Madres de los desaparecidos protestan en la Ciudad de México. Foto Óscar Alvarado

En este extenuante caminar cinco padres y madres fallecieron de cáncer, covid y otras enfermedades crónicas, sin haber cumplido su anhelo de ver a sus hijos nuevamente y de obtener justicia. Ellos son: en 2018, Minerva Bello, madre de Everardo Rodríguez, y Tomás Ramírez, padre de Julio César (asesinado la noche del 26 de septiembre de 2014). En 2021, Saúl Bruno, padre de Saúl, y Bernardo Campos, padre de José Ángel. El más reciente, en 2022, Ezequiel Mora, padre de Alexander.

Para las familias han sido 3 mil 653 días en los que la tristeza ha invadido sus hogares por el vacío que han dejado sus hijos. Eran jóvenes de entre 18 y 24 años de edad, algunos con hijos, que antes de irse a la normal apoyaban a sus padres la siembra y cosecha de frutas y verduras, así como en trabajos de albañilería. En sus comunidades, sobre todo en la Costa Chica y de La Montaña de Guerrero, algunos participaban en grupos de danza folclórica.

Una desaparición destruye toda la familia, se acaba prácticamente todo, sentencian padres y madres en un ejercicio por externar su dolor, ya que –aseguran– el estar en lucha también te obliga a alejarte de tus demás seres queridos, a perder el empleo y a sufrir daños a la salud a los que es imposible rehuir por el tiempo.

Así ha sido para Clemente Rodríguez, padre de Christian Alfonso –uno de los tres normalistas de quienes se han encontrado restos óseos–, quien comparte que antes de 2014 su vida en Tixtla era otra: yo era un hombre con mucha fuerza, me dedicaba a vender agua de garrafón en las calles y en las tardes andaba en mis porquerizas, tenía mis animalitos.
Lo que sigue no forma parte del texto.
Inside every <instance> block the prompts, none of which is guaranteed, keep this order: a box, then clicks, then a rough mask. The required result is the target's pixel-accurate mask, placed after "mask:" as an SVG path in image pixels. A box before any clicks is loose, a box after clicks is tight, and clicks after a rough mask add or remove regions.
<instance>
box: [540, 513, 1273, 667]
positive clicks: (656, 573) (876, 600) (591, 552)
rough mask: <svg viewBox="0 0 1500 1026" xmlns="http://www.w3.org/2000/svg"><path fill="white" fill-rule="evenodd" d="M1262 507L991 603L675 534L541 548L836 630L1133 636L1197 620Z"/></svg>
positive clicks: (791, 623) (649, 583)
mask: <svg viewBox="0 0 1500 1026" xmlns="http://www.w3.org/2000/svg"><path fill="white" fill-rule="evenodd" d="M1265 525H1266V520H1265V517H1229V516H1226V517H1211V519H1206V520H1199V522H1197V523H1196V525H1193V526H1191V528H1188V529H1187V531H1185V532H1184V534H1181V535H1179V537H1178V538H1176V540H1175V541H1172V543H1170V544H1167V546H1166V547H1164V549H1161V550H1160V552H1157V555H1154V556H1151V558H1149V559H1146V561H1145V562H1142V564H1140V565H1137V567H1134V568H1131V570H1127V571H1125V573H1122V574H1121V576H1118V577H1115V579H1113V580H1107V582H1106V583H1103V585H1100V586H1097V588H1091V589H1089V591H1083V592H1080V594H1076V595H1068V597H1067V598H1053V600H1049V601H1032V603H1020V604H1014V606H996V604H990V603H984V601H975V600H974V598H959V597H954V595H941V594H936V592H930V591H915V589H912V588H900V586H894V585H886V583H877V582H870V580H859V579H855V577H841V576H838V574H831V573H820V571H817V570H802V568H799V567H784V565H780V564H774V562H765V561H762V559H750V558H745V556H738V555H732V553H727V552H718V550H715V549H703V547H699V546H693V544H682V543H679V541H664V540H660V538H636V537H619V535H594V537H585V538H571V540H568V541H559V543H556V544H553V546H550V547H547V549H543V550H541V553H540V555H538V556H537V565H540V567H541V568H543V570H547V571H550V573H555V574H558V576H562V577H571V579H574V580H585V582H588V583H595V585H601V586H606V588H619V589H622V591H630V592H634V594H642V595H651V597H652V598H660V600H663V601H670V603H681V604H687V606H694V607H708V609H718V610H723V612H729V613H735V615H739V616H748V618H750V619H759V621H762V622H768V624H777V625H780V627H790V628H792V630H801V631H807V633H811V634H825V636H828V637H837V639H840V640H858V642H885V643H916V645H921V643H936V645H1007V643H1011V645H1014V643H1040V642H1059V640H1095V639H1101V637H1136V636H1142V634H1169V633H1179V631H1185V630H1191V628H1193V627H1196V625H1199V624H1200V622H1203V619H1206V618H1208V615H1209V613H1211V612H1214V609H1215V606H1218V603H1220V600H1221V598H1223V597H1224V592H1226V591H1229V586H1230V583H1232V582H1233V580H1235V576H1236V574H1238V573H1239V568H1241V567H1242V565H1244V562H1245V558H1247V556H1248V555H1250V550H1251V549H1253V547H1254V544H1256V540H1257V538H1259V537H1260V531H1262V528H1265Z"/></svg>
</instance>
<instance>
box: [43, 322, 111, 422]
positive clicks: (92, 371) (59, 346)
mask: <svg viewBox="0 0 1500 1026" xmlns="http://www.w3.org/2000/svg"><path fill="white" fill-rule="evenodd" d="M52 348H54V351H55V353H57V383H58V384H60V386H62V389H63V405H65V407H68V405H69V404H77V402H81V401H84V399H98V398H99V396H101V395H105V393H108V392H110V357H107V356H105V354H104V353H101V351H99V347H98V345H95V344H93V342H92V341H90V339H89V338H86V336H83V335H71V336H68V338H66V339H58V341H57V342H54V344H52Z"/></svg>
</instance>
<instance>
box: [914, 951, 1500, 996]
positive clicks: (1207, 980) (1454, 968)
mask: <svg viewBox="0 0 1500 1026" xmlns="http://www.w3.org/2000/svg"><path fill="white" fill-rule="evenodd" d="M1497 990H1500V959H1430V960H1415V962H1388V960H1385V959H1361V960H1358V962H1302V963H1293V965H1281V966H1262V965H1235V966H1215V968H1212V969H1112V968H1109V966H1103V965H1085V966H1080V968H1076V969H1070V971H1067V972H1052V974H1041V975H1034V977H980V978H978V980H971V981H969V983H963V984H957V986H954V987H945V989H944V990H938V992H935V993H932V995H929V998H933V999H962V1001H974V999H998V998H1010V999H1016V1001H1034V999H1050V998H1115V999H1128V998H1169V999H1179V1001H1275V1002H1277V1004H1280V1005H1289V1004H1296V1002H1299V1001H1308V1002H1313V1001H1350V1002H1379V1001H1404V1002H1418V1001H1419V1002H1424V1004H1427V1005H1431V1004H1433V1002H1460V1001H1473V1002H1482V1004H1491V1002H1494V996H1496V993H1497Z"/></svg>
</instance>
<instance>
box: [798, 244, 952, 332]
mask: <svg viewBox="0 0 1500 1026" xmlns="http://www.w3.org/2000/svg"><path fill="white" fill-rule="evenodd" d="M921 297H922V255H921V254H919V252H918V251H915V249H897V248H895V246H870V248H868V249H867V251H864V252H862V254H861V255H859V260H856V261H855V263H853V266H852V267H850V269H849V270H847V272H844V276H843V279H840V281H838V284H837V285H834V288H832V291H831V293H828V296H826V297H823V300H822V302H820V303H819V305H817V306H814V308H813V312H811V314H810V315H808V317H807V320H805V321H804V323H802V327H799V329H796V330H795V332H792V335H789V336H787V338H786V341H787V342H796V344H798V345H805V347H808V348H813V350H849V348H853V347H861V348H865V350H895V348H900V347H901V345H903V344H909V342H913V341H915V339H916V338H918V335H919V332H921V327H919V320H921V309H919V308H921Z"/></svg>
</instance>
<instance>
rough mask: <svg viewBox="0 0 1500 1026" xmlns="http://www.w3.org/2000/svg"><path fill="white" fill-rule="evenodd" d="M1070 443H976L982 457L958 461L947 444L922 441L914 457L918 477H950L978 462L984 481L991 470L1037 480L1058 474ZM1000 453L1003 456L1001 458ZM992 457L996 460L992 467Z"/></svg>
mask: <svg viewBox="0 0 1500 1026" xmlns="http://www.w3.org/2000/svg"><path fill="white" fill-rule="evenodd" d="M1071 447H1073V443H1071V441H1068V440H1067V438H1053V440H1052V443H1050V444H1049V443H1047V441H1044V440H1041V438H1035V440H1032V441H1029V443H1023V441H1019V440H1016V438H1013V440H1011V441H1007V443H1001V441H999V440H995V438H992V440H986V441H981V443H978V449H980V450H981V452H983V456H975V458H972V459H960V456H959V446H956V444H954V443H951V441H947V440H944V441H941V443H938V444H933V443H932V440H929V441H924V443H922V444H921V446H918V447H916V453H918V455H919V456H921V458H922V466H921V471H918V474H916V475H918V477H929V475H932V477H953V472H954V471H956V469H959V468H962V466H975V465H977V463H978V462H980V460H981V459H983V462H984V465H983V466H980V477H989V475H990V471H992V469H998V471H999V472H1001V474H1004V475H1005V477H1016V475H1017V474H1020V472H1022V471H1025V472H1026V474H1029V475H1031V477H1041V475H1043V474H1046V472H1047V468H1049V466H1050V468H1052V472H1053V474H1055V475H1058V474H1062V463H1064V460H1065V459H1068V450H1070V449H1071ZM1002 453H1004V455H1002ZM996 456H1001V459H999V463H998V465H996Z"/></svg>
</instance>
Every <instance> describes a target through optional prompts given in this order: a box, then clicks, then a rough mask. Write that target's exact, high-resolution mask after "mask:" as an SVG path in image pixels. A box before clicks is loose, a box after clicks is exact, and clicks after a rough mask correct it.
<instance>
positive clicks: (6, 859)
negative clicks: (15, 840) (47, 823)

Pero después de la desaparición de mi hijo, el cuerpo ha ido como decayendo, me he enfermado, tengo dolor de cabeza constante y llevo como ocho años con zumbidos en el oído por el vértigo. Para mantener a mi familia ahora vendo artesanías y mezcal.

Los médicos, comenta, le han recomendado distraerse, salir a caminar o escuchar música para sentirse mejor. Pero lo que a él realmente le ayuda es desahogarse, contar cómo fue la desaparición de su hijo y qué avances hay. Me gusta encontrarme con estudiantes, ir a escuelas y foros porque ahí puedo compartir todo lo que ha pasado, lo que nos dice el gobierno y las fallas que ha tenido, expresa.

En el caso de Hilda Legideño, madre de Jorge Antonio Tizapa, la necesidad de participar en las marchas, ir a reuniones con el gobierno, acudir a las asambleas y apoyar a las organizaciones aliadas la ha llevado a alejarse de su familia. Entre lágrimas reconoce que la convivencia en su hogar ha cambiado por completo.

Tengo otros hijos a los que quiero y estoy con ellos lo más que puedo, pero debo dejarlos para salir a buscar a su hermano. El tener un hijo desaparecido es prácticamente perder todo, no puedes estar tranquila, se duele.

Incluso algunos de sus familiares viven con el temor de que algo malo pueda ocurrirles. Una de ellas es su nieta, quien cada que ve a su abuela despedirse para salir a una marcha en el estado o en la capital del país, le suplica que no se vaya porque tengo miedo de que te pase algo. Hilda Legideño les responde que debe irse para seguir tocando puertas, porque si estando presentes no hemos logrado tener la verdad, ahora si no vamos ¡imagínate!

En la familia del normalista Miguel Ángel Hernández, las secuelas de su desaparición se han reflejado en su padre, Pablo Hernández, quien perdió su trabajo de chofer en una ruta de transporte en Guerrero, mientras su esposa, María –como varios de los padres y madres–, sufre diabetes.

En el caso de ella, la enfermedad se desarrolló a raíz de que fue amenazada en una de las protestas en la Ciudad de México. Un hombre la espantó diciéndole que la iba a matar si seguíamos aquí de revoltosos, cuenta Pablo.